Even though death sentence is legal in Nigeria, execution of offenders is rarely carried out. Still to the surprise of many, judges continue to pronounce death sentences on condemned individuals.
Under the criminal or code in Nigeria, crimes such as murder, terrorism-related, aggravated armed robbery, kidnapping, homosexuality of, blasphemy, treason, sedition, attempting to overthrow government among others attract death sentence.
The constitution of Nigeria provides that an offender who has been sentenced to death is usually executed either by hanging, shooting, lethal injection, stunning, electrocution and or gassing.
While about 105 countries all over the world have abolished the death sentence for all crimes, 54 countries, including Nigeria, seem to retain the provision in their laws. Yet, there is the concern on the non-implementation of the extant laws as regards capital punishment.

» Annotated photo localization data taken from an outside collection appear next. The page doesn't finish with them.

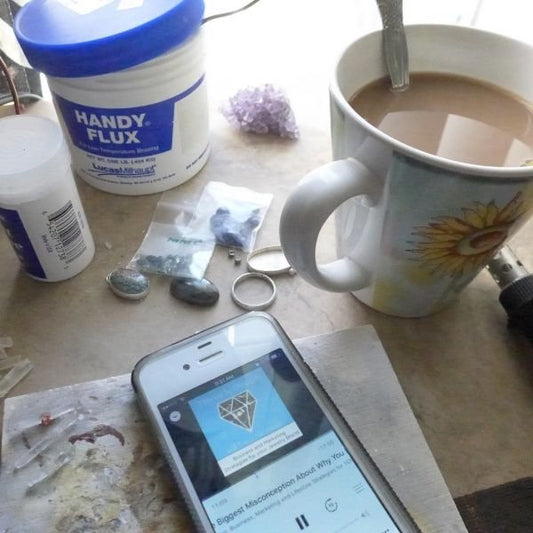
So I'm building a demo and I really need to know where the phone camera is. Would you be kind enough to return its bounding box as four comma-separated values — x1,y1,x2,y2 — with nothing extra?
169,411,181,423
183,363,191,371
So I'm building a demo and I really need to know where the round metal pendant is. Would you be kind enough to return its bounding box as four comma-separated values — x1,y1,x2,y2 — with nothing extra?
246,245,295,276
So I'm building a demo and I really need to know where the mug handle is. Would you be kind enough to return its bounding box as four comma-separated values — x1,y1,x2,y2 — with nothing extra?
280,158,381,292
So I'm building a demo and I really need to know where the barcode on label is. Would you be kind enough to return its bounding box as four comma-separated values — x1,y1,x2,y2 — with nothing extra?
47,201,87,263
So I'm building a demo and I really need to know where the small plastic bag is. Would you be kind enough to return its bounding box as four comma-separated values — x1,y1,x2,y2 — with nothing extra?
197,181,273,252
128,197,216,279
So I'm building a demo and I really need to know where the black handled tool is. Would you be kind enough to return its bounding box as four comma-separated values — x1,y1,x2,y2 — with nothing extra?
487,245,533,340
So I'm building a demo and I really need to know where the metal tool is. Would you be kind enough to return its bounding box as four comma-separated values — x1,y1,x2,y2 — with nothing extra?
487,245,533,339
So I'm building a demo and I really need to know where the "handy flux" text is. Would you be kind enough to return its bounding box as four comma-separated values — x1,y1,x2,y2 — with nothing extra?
74,110,146,145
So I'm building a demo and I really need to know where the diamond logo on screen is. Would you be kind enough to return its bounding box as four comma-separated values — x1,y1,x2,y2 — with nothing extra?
218,391,257,431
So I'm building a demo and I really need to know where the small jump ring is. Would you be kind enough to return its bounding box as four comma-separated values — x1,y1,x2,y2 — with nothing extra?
231,272,277,311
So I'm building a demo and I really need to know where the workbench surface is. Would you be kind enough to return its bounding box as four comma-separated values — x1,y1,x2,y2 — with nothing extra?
1,1,533,531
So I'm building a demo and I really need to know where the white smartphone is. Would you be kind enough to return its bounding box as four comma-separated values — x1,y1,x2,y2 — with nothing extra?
132,312,420,533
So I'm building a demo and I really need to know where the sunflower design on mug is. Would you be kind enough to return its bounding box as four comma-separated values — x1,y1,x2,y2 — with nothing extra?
408,192,527,277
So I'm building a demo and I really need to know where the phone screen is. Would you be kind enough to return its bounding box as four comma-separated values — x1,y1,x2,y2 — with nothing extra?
158,348,401,533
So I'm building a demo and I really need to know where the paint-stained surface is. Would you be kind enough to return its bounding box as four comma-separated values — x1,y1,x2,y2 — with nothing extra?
0,376,191,532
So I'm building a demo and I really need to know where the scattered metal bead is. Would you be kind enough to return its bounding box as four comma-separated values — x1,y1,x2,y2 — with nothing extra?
106,268,150,301
170,277,219,307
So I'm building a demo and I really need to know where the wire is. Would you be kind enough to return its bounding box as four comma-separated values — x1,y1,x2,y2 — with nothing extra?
203,0,262,24
0,54,21,115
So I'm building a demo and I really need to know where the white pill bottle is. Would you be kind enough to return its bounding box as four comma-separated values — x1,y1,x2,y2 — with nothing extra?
15,0,209,196
0,115,95,281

Nigeria’s Minister of Interior, Rauf Aregbeshola in August last year was quoted as saying that “there are presently 3,008 condemned criminals waiting for their date with the executioners in our meagre custodial facilities. This consists of 2,952 males and 56 females. In cases where an appeal has been exhausted and the convicts are not mounting any challenge to their conviction, the state should go ahead, to do the needful and bring closure to their cases.”
A former controller general of Nigeria correctional service, Ahmed Ja’arfaru said that inmates who have spent ten years on death row live under the suspense and mental torture of death.
Out of the number, a greater percentage of them may have finished appeals and are still waiting for the determination of the approving authority to either approve their execution or commit them to life imprisonment,”
It is power of a sitting governor of a state or in the case of treason or mutiny or other serious crimes against the state, for a president to sign the execution warrant after appeals have been made by the offender and the judgment of the lower court upheld.
But more often than not, even if the Supreme Court may have upheld the verdict of the lower court and affirm the judgment, the governors still dilly-dally on signing the death warrant over humanitarian, religious, political, emotional and cultural sentiments. Yet, they lack the will to commute such offenders to life imprisonment.
The recent case of Uduak Apkan who was sentenced to death by hanging for killing a young job seeker in Akwa Ibom State and other countless cases all over the country and several persons on death row who might not be executed to death over refusal of the authorities concerned to sign the execution warrants is to say the least a travesty of justice.
Afterall, laws are made to serve as deterrent and as a means of retribution. In a case where an offender is not punished according to the gravity of the offence would sent a wrong signals to the would be offenders and even emboldened other to perpetrate more crime.
The saying that what is good for the goose is also good for the gander should be applied to law irrespective of whether the offence committed is a minor or serious one (criminal case) as they all have their various degrees of punishment.
It is morally wrong for someone to intentionally take the life of another person and be sentenced to life imprisonment instead of being sentenced to death by hanging. These persons after years of serving their punishment could be granted pardon by the state which is a grave injustice to the one who had been unjustly killed.
TNN upholds the saying that he who kills by the sword must die by the sword- he who commits a capital offence must be punished according to the law if found guilty. Laws that are not implemented according to the letters are no laws, but mere love letters.